La Ministra de Trabajo, Fátima Báñez, ha lanzado la idea de consensuar un Pacto de Estado para que la jornada laboral acabe a las dieciocho horas a fin de favorecer la conciliación de la vida familiar. La idea, así enunciada, es atractiva, pero a poco que se reflexione sobre ella se llega al convencimiento de que es una de las mayores tomaduras de pelo de los últimos años, y solo se puede justificar como un intento de desviar la atención sobre el verdadero problema del mercado laboral, que no es otro que la creación de empleo.
No es tarea del Gobierno organizar los horarios de las empresas; a lo sumo, fijar la duración máxima de la jornada semanal. La organización del trabajo es materia que debe quedar reservada a la negociación colectiva. El Gobierno puede sugerir y recomendar que se finalice la jornada a las seis de la tarde, e incluso incentivar a las empresas que así lo hagan, pero nunca imponer.
Es más, resulta difícil al día de hoy encontrar un solo ejemplo de industria o negocio en el que se pueda implantar tal medida. Los que pudieron hacerlo, ya lo hicieron por interés de la propia empresa y de los trabajadores –véase la construcción-, y los que no lo han hecho no lo harán por inviable.
Si extravagante resulta este anuncio, la proclama de la Presidenta del Congreso Ana Pastor de reducir los trabajos parlamentarios para que finalicen a las seis de la tarde, para ilustrar y dar ejemplo sobre la racionalización de la medida, denota un desconocimiento absoluto de las peculiaridades de la actividad parlamentaria y evidencia que la señora Pastor aún no le tomó la medida al cargo. No estaría mal, periodistas y funcionarios se lo agradecerían, pero lo real es que su intento resultará baldío y acreditará, aún más, la burla que encierra el anuncio de la Ministra.
En las Cortes de Cádiz, la mayoría de los diputados eran llamados «culiparlantes» porque su única función era levantarse y sentarse para votar.
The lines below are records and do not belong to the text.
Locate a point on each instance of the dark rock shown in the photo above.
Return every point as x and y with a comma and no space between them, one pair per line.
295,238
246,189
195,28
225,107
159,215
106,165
Es famosa la anécdota que relata la historia de aquel senador vitalicio que en los años que estuvo en la Cámara solo pronunció una frase, y ello con ocasión de una corriente de aire que se produjo en el salón de sesiones: «¡Esa puerta!».
Lamentablemente, aunque no hay ningún Castelar entre nuestros actuales diputados nacionales que justifique aquella frase del Presidente del Congreso -«No tengo facultad para darle a su señoría más tiempo, pero si la tuviera, por mi gusto, lo escucharía eternamente»-, es lo cierto que, tanto en pleno como en comisiones, todos los diputados que pueden intervenir lo hacen y agotan con creces el tiempo que tienen asignado, con lo cual las sesiones se eternizan artificial e inútilmente porque se dice en media hora lo que se puede resumir en cinco minutos.
Será difícil cambiar estos hábitos y, por tanto, será difícil comprimir la actividad parlamentaria de modo tal que finalice a las seis de la tarde, aunque son varias las medidas que se pueden aplicar: reducción drástica de los tiempos de intervención; control estricto de dichos tiempos por las respectivas presidencias; limitación del número de asuntos que cada grupo puede incluir en el orden del día; en las iniciativas de Grupo, enfatizar el protagonismo del proponente reduciendo a la mitad el turno del resto de los grupos; obligar a los comparecientes y diputados a pronunciar sus intervenciones de viva voz, sin papeles; adelantar la hora de inicio de las sesiones de la tarde; facultar a los letrados para dar por concluida su actividad a las seis de la tarde de modo similar a como hacen los traductores en el Parlamento Europeo –sin letrados no hay sesión-.
Ahora bien, si fuera posible la aplicación de esta medida, habría que salvaguardar el régimen retributivo de los afectados, que, precisamente por su disponibilidad actual, perciben retribuciones superiores al resto de los funcionarios.
Pero, tranquilos, como decía Abraham Lincoln: «Se puede engañar a algunos todo el tiempo y a todos algún tiempo, pero no se puede engañar a todos todo el tiempo».